Insbesondere bei flexiblen Arbeitszeiten, wie beispielsweise der Vertrauensarbeitszeit, fällt es Arbeitnehmern schwer, nach Dienstende abzuschalten. Daraus entsteht eine allgemeine Unruhe, welche ihrerseits für vermehrten Stress sorgt. Einer Umfrage der Initiative Gesundheit und Arbeit (iga) zufolge, sind häufig Schlafstörungen die Folge.

Hilfreich wäre es, einen positiven Ausgleich im Privatleben zu finden. Das wird allerdings schwer, wenn durch die ständige Erreichbarkeit Streitigkeiten in Partnerschaften und Familien entstehen. Ungefähr jeder dritte Befragte gab gegenüber der iga an, dass sein Privatleben in Mitleidenschaft gezogen wird. Der fehlende Ausgleich durch Erfolgserlebnisse in persönlichen Beziehungen verstärkt den Stressfaktor zusätzlich.

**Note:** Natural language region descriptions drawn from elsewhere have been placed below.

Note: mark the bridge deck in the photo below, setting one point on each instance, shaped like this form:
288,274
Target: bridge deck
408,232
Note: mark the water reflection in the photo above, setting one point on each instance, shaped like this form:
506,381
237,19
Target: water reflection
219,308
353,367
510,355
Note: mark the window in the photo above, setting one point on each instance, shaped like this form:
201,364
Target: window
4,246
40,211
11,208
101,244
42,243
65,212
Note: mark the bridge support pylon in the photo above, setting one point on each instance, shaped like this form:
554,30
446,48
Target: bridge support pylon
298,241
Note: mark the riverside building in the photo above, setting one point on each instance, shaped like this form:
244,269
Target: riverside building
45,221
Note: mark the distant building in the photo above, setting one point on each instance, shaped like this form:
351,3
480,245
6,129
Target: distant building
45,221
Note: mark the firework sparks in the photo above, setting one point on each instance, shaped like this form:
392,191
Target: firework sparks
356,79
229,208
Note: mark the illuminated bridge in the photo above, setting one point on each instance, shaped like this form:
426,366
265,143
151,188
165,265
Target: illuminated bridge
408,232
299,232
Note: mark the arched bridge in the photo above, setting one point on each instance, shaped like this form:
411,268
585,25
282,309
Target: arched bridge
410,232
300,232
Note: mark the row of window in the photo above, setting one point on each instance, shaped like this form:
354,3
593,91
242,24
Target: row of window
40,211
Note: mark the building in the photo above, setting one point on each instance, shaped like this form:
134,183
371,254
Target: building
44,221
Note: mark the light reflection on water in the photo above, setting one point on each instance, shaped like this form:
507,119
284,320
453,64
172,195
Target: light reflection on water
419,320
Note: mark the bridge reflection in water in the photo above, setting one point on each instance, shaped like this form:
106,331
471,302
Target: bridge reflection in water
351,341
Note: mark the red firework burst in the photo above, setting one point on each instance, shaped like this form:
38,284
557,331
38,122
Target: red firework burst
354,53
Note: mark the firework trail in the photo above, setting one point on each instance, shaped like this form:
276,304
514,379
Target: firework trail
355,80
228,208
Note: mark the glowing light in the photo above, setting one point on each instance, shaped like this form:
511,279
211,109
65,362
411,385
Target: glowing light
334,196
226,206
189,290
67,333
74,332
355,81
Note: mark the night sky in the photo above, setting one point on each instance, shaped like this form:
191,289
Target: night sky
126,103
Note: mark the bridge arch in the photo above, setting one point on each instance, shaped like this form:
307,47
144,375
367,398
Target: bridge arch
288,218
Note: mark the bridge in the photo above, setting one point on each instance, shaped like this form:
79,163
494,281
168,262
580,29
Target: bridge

Gerade Frauen mit Kindern stört die Vermischung von Arbeits- und Freizeit. Da laut dem Report für Gleichberechtigung 69 Prozent der Mütter nur halbtags arbeiten und die Familienarbeit größtenteils alleine stemmen, empfinden sie es als besonders deprimierend, wenn die wenige freie Zeit mit dem Partner durch Anrufe und Mails gestört wird.

Solche Störung gehen meist nicht vom Chef, sondern von Arbeitskollegen oder Kunden aus. Der Branchenverband Bitkom fand heraus, dass sogar zwei Drittel der Beschäftigten ihre Ruhephasen im Urlaub für berufliche Angelegenheiten zeitweilig unterbrechen. Nur in jedem fünften Fall sei der Chef für solche Störungen verantwortlich.

Darüber hinaus setzen Unternehmen zunehmend auf indirekte Steuerungsmechanismen. Es wird mehr auf Eigeninitiative und Verantwortungsbewusstsein gesetzt. Arbeitnehmer identifizieren sich dementsprechend meist mehr mit ihren Projekten und arbeiten aus eigenem Antrieb, können jedoch auch nur schwer Abstand nehmen. Während 50 Prozent der unter 30-Jährigen es als normal empfinden, nach Dienstende für Kollegen erreichbar zu sein, entspricht dieses Bild nur jedem vierten 30 bis 65-Jährigen.

Und obwohl bei der Mehrheit der Befragten der iga-Studie der Wunsch nach gesetzlichen und betrieblichen Regelungen besteht, hält Zeit Online strengere Regelungen für sinnlos. Viel eher müsse sich die Arbeitskultur ändern. Häufig helfe ein Arbeitszeiterfassungs-System, in jedem Fall aber müsse das Zeitmanagement realistischer geregelt werden.